La terminologie « modes doux » est la première à être apparue en France. Elle entre dans une approche caractérisant le vélo et la marche à pied par opposition aux modes motorisés. En cas d’accident impliquant un véhicule motorisé et un piéton ou un cycliste, ces derniers sont le plus souvent les victimes de ces accidents. De plus, vélo et marche ne sont pas consommateur d’énergie autre qu’humaine et n’ont pas les rejets de polluants ou de gaz à effet de serre des véhicules motorisés. Cette terminologie correspond bien à l’approche de la loi sur l’air et de l’utilisation rationnelle de l’énergie (1996) et va dans le sens de la réduction du nombre de véhicules kilomètres en automobile dans les grandes agglomérations via les plans de déplacements urbains.

La terminologie « modes actifs » est arrivée avec les préoccupations d’obésité et de surpoids qu’ont eu à confronter plusieurs pays. En effet, les conséquences sont une dégradation prévisible de l’état sanitaire de leur population à commencer par les enfants. L’usage inconsidéré de modes inactifs (au sens d’activité physique) que sont les véhicules motorisés, a été mis en évidence largement en Grande Bretagne et en Amérique du Nord et plus récemment en France. L’approche santé va donc insister sur l’aspect actif (au sens d’activité physique) de l’usage du vélo.
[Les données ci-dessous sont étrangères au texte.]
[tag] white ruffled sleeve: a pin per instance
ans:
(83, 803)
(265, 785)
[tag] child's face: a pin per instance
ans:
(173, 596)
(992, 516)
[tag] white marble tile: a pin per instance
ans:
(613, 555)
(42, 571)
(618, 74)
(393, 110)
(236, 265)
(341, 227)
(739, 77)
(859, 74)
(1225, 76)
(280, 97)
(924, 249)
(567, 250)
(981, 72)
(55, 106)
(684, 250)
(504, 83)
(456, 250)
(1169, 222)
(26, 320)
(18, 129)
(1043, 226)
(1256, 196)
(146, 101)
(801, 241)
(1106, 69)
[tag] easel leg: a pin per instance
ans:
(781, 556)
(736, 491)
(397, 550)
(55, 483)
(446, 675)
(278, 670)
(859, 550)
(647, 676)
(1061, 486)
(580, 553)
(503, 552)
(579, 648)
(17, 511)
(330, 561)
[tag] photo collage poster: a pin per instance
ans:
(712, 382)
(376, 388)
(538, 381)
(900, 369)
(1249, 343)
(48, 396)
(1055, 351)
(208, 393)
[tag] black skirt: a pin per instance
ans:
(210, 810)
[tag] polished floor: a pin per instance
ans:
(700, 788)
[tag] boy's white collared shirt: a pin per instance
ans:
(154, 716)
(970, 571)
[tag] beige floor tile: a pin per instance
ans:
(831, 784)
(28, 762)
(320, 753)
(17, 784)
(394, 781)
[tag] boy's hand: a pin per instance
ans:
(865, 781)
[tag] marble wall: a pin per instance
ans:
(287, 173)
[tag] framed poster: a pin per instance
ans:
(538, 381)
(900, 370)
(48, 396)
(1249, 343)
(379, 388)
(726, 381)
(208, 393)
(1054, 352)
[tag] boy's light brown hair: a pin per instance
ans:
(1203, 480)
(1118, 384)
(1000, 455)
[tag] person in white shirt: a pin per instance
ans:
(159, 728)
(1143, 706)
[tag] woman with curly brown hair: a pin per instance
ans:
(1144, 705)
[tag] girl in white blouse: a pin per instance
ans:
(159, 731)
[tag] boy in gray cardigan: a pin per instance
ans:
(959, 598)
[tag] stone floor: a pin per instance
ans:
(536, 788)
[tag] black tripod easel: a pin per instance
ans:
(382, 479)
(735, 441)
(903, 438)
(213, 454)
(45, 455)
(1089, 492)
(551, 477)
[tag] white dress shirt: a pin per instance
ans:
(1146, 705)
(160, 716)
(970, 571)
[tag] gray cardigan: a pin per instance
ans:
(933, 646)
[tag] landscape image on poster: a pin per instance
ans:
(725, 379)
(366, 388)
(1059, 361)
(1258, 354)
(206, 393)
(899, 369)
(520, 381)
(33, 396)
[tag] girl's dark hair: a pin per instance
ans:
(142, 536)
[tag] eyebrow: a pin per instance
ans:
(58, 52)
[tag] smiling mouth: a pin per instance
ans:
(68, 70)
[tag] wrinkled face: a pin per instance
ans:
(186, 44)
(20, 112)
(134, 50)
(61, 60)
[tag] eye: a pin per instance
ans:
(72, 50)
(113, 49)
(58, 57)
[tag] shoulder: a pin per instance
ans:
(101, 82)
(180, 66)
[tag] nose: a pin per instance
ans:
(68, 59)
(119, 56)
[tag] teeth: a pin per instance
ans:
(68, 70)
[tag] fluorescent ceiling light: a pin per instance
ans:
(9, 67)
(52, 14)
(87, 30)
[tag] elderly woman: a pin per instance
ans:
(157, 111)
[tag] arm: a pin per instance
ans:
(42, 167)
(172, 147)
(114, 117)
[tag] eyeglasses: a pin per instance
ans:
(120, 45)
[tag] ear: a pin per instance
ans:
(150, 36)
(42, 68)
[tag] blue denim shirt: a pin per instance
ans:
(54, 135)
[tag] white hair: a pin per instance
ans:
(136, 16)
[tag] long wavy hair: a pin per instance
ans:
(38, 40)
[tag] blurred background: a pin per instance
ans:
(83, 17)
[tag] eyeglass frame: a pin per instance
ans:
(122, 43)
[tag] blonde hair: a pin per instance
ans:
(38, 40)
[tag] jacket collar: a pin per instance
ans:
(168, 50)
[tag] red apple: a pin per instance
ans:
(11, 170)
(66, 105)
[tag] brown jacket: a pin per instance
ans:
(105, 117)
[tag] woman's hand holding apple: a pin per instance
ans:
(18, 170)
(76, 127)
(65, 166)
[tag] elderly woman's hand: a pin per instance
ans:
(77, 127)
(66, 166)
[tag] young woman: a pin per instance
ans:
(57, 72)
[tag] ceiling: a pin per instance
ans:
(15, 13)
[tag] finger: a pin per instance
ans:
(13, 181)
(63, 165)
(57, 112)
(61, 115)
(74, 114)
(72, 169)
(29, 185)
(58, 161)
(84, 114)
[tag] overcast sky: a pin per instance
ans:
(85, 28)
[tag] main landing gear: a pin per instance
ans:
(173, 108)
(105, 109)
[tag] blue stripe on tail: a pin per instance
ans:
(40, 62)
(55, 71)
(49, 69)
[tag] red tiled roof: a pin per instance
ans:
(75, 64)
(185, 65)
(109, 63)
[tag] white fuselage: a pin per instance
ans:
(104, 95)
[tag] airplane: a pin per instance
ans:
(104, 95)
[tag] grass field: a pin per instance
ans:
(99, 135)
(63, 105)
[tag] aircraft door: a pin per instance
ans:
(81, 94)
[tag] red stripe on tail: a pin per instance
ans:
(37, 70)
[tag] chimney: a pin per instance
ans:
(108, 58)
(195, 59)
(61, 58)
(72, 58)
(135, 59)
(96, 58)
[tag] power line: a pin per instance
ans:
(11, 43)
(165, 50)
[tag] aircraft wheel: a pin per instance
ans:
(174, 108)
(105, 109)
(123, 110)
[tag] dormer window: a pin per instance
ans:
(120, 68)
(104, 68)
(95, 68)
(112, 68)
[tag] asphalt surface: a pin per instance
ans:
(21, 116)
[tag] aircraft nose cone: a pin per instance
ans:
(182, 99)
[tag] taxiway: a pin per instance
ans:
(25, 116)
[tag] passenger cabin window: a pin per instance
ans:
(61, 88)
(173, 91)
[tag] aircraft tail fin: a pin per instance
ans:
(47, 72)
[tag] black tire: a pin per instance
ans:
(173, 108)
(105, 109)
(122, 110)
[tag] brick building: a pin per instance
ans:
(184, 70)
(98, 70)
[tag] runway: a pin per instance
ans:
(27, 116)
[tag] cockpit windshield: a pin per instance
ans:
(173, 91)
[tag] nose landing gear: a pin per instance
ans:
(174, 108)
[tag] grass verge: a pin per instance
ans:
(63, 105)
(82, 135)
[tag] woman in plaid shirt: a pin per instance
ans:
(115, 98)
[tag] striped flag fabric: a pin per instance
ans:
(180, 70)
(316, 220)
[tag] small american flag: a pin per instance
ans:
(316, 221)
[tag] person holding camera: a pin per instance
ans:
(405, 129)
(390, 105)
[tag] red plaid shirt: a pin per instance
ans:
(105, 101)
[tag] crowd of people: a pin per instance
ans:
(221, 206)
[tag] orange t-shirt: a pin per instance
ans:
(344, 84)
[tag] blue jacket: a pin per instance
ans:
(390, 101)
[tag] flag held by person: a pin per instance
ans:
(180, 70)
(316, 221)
En France, le congrès du Club des Villes et Territoires Cyclables de 2007 a mis sur le devant de la scène cette notion d’activité liée à la marche et au vélo en parlant de « modes actifs » tout au long des sessions. Il s’agit d’intégrer dans le quotidien de chacun lorsque c’est possible un minimum d’activité physique en se déplaçant.

Il n’y a donc pas d’incompatibilité entre ces termes, et l’on trouvera dans les travaux du CERTU l’un ou l’autre suivant la perspective dans laquelle on se place.